What would you like your life to look like in 5 years? Do you want a family? A new career? Where are you living? What’s the big goal? Degree, promotion, marriage? Start up company? Think big picture here. Now think about what steps you need to take to get there- taking exams, applying for grants, training, getting over that horrible ex? These are the only slightly less daunting flights you’ll have to climb along the way. Pencil them in, get clear and outline possible hurdles and actions as best as you can, while remaining both real and optimistic.
Step 2. Time flies – Planning for 1 year.
Ok, now we’re looking a little closer at those pieces that can lead to the big shifts. Think about where you are now and where you think you can actually get to in the next 12 months. Are there application deadlines coming up? Write them down. Are there classes or commitments that you’ve been putting off, like finding a new apartment or jump starting a fitness plan? These are the kind of mid-sized chunks you should be considering, things that might take a few months to fully master, but can be started right away.
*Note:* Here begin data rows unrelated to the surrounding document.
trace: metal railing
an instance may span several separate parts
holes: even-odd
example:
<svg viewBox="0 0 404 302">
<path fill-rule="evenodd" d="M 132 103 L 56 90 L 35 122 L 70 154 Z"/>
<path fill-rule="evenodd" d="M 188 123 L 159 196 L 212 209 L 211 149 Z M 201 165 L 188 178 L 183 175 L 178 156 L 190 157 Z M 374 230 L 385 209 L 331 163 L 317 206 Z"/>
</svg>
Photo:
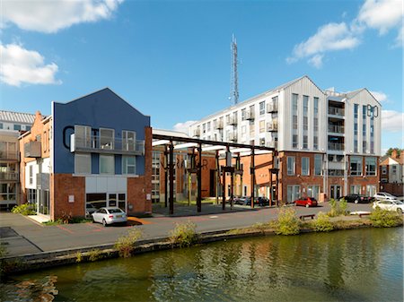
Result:
<svg viewBox="0 0 404 302">
<path fill-rule="evenodd" d="M 332 132 L 334 134 L 344 134 L 344 126 L 338 125 L 329 125 L 329 132 Z"/>
<path fill-rule="evenodd" d="M 114 151 L 143 154 L 145 152 L 145 141 L 129 141 L 95 135 L 80 137 L 75 134 L 75 148 L 76 150 Z"/>
<path fill-rule="evenodd" d="M 329 150 L 344 151 L 344 144 L 338 142 L 329 142 Z"/>
<path fill-rule="evenodd" d="M 336 107 L 329 107 L 329 115 L 344 116 L 345 110 Z"/>
</svg>

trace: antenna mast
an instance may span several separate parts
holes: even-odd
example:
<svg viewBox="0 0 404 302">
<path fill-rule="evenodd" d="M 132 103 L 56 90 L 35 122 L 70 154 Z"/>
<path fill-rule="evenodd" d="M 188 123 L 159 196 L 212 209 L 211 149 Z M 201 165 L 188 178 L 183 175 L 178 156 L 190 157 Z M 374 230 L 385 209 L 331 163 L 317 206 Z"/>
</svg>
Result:
<svg viewBox="0 0 404 302">
<path fill-rule="evenodd" d="M 233 105 L 237 105 L 239 102 L 239 75 L 237 73 L 237 41 L 233 35 L 232 44 L 232 71 L 231 71 L 231 91 L 230 91 L 230 100 Z"/>
</svg>

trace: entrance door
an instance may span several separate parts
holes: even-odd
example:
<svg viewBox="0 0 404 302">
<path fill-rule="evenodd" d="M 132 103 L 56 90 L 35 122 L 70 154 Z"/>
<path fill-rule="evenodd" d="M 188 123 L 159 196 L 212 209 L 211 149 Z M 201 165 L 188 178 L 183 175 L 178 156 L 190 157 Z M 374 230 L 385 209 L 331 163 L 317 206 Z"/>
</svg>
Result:
<svg viewBox="0 0 404 302">
<path fill-rule="evenodd" d="M 339 199 L 339 198 L 341 198 L 341 186 L 332 185 L 330 186 L 329 197 L 333 198 L 333 199 Z"/>
</svg>

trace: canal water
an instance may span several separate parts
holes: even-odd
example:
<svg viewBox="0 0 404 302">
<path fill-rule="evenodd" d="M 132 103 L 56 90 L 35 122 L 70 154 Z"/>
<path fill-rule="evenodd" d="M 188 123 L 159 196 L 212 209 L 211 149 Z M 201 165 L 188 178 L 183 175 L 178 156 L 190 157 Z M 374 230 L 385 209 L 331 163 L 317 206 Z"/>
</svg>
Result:
<svg viewBox="0 0 404 302">
<path fill-rule="evenodd" d="M 230 240 L 4 280 L 0 301 L 403 301 L 403 229 Z"/>
</svg>

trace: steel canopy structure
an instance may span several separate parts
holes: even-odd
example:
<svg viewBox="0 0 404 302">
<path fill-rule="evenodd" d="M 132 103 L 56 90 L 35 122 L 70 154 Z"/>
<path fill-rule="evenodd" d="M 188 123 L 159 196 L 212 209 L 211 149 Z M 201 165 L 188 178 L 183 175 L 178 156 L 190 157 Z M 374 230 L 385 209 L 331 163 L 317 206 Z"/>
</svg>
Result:
<svg viewBox="0 0 404 302">
<path fill-rule="evenodd" d="M 242 174 L 242 170 L 237 169 L 237 167 L 233 167 L 231 163 L 231 159 L 233 157 L 233 153 L 238 154 L 238 157 L 242 154 L 242 156 L 250 155 L 251 157 L 251 164 L 250 168 L 250 175 L 251 177 L 251 208 L 254 207 L 254 186 L 255 186 L 255 155 L 259 154 L 273 154 L 273 168 L 269 169 L 270 171 L 270 180 L 272 184 L 272 174 L 276 175 L 277 180 L 277 187 L 276 187 L 276 196 L 277 200 L 278 197 L 278 188 L 277 188 L 277 174 L 278 168 L 276 163 L 277 160 L 275 159 L 277 157 L 277 151 L 276 148 L 266 147 L 266 146 L 255 146 L 255 145 L 247 145 L 242 143 L 235 142 L 216 142 L 216 141 L 207 141 L 207 140 L 199 140 L 190 137 L 183 137 L 183 136 L 174 136 L 174 135 L 165 135 L 165 134 L 153 134 L 153 146 L 164 146 L 164 156 L 166 159 L 166 167 L 164 169 L 166 171 L 165 177 L 165 206 L 167 203 L 170 204 L 170 215 L 174 213 L 174 163 L 173 163 L 173 154 L 174 150 L 180 149 L 189 149 L 193 148 L 193 150 L 197 150 L 198 154 L 199 154 L 199 158 L 198 163 L 195 165 L 195 168 L 189 168 L 191 173 L 197 174 L 197 182 L 198 182 L 198 194 L 197 194 L 197 211 L 200 212 L 202 211 L 202 152 L 203 151 L 215 151 L 215 162 L 216 162 L 216 186 L 218 186 L 218 179 L 220 176 L 220 171 L 223 172 L 223 210 L 225 209 L 225 173 L 230 173 L 231 177 L 233 179 L 234 174 Z M 226 165 L 219 167 L 219 156 L 225 154 L 226 160 L 230 158 L 230 160 L 226 160 Z M 168 172 L 168 173 L 167 173 Z M 170 178 L 170 193 L 169 193 L 169 203 L 167 203 L 167 176 Z M 216 190 L 217 195 L 217 190 Z M 233 181 L 231 186 L 231 206 L 233 207 Z"/>
</svg>

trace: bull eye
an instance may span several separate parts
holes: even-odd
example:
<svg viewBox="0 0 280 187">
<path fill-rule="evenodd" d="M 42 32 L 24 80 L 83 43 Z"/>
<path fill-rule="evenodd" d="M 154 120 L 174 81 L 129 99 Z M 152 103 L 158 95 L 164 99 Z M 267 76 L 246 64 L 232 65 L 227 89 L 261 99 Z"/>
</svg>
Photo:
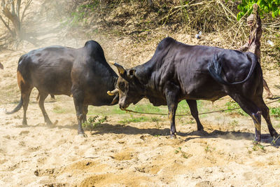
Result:
<svg viewBox="0 0 280 187">
<path fill-rule="evenodd" d="M 120 90 L 125 90 L 125 83 L 122 83 L 122 82 L 120 82 L 120 83 L 119 83 L 119 88 L 120 89 Z"/>
</svg>

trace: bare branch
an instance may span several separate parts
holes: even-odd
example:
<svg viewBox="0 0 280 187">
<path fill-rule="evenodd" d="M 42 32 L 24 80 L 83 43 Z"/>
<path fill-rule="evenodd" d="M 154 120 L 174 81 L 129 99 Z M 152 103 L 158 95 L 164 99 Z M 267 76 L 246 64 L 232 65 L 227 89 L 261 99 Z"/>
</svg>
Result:
<svg viewBox="0 0 280 187">
<path fill-rule="evenodd" d="M 22 3 L 21 0 L 18 0 L 17 1 L 17 15 L 19 20 L 20 19 L 20 4 Z"/>
<path fill-rule="evenodd" d="M 8 25 L 8 24 L 5 22 L 5 20 L 3 19 L 2 16 L 1 16 L 0 15 L 0 20 L 1 20 L 1 21 L 3 22 L 3 23 L 4 24 L 4 25 L 6 26 L 6 27 L 7 27 L 7 29 L 9 30 L 9 32 L 10 32 L 10 34 L 12 35 L 14 35 L 14 33 L 13 32 L 13 31 L 10 29 L 10 27 Z"/>
<path fill-rule="evenodd" d="M 28 0 L 26 3 L 24 9 L 23 10 L 22 14 L 22 18 L 20 20 L 20 22 L 22 22 L 23 18 L 25 17 L 25 11 L 28 8 L 28 7 L 30 6 L 31 3 L 32 2 L 32 0 Z"/>
</svg>

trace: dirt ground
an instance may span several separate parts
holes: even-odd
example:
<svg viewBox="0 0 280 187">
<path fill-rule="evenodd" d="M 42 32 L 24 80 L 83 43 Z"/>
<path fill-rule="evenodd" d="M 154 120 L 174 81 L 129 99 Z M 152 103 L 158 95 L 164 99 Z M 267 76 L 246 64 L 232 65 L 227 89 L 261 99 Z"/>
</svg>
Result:
<svg viewBox="0 0 280 187">
<path fill-rule="evenodd" d="M 50 25 L 55 24 L 59 23 Z M 223 42 L 197 40 L 186 34 L 172 36 L 190 44 L 204 45 L 206 41 L 215 46 Z M 41 47 L 78 48 L 88 39 L 96 40 L 104 49 L 107 60 L 127 67 L 149 60 L 160 41 L 135 45 L 131 39 L 109 36 L 59 40 L 53 33 L 41 37 L 48 39 Z M 27 110 L 29 125 L 22 126 L 22 109 L 11 115 L 5 114 L 5 109 L 10 111 L 20 99 L 18 60 L 35 48 L 38 47 L 24 42 L 17 50 L 0 51 L 4 66 L 0 69 L 0 186 L 280 186 L 280 140 L 272 145 L 262 119 L 261 146 L 253 146 L 252 120 L 237 113 L 203 115 L 204 132 L 196 131 L 191 117 L 177 118 L 176 139 L 169 138 L 166 116 L 160 117 L 160 122 L 124 125 L 120 121 L 130 114 L 106 113 L 106 121 L 86 131 L 88 137 L 84 138 L 77 135 L 72 98 L 56 96 L 55 102 L 50 97 L 46 99 L 50 119 L 58 120 L 55 126 L 48 127 L 43 123 L 34 89 Z M 279 69 L 264 69 L 264 77 L 272 92 L 280 95 Z M 225 97 L 214 106 L 203 102 L 203 107 L 225 108 L 230 99 Z M 268 106 L 279 107 L 280 102 Z M 113 106 L 90 109 L 106 111 L 108 107 Z M 57 108 L 66 111 L 56 112 Z M 272 120 L 279 132 L 279 116 L 272 116 Z"/>
</svg>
Step 3. The day after tomorrow – Your 1 month goals.
This plan should still be a little broad but way more approachable than the 1 and 5 year plans. Try here to pinpoint specific accomplishments that you can tackle in 4 weeks. Things like: Look up prices and compare options on X. Look up 5 new jobs, lose 2 lbs, go 4 days without smoking , call doctor to get that weird bump looked at.
These don’t have to be massive undertakings, but they should be relevant to the bigger picture and process. This list should include a few easier tasks that you can complete for a pick me up as well as harder ones that you can amp up towards. Having a range of difficulty and time restraints helps you to feel accomplished while still challenging yourself.
Step 4. The here and now – Your 1 week goals.
Hopefully by this point in your planning, you can see that the smaller bites are helping you to eat bigger pieces of the pie over time. This one week plan is about the baby steps you need to take to achieve your monthly plan, and about motivating yourself to stay focused and to feel in control. Buying groceries, doing laundry and organizing your desk really are part of the road to health and happiness, so these can be on your list as well.
Set a few new tasks for yourself alongside the chores you already need to get done, as this will help them seem more manageable. You might want to write this list out in a journal, or on sticky notes, so you can see it every day and cross off tasks as you go. You might want to set an alarm to sit down and review your list at the end of the week to add additional accountability. Try to be aware of what you’re putting off and why and then let this motivate you to plan bigger and better for the following week.
Step 5. Wash, rinse, repeat.
At the end of every week, I encourage you to check back in with yourself and reevaluate the small stuff. Then on a monthly cycle, look at where you can think a little bigger. Do you need to adjust your plans? Your desires? Are you still on track? It’s ok to change directions and to have ups and downs. Try to let your plans evolve to accommodate new information while still remaining focused.
Remember, the more data you input, the more accurate your plan can be. Monitoring your spending habits, your health risks and your feeling of satisfaction can add more information to help you complete these exercises.
I encourage you to pin, post and print information and motivational tips along the way. This is about helping yourself to be the best you. Stick with it, because who better to understand your needs than the person directly involved.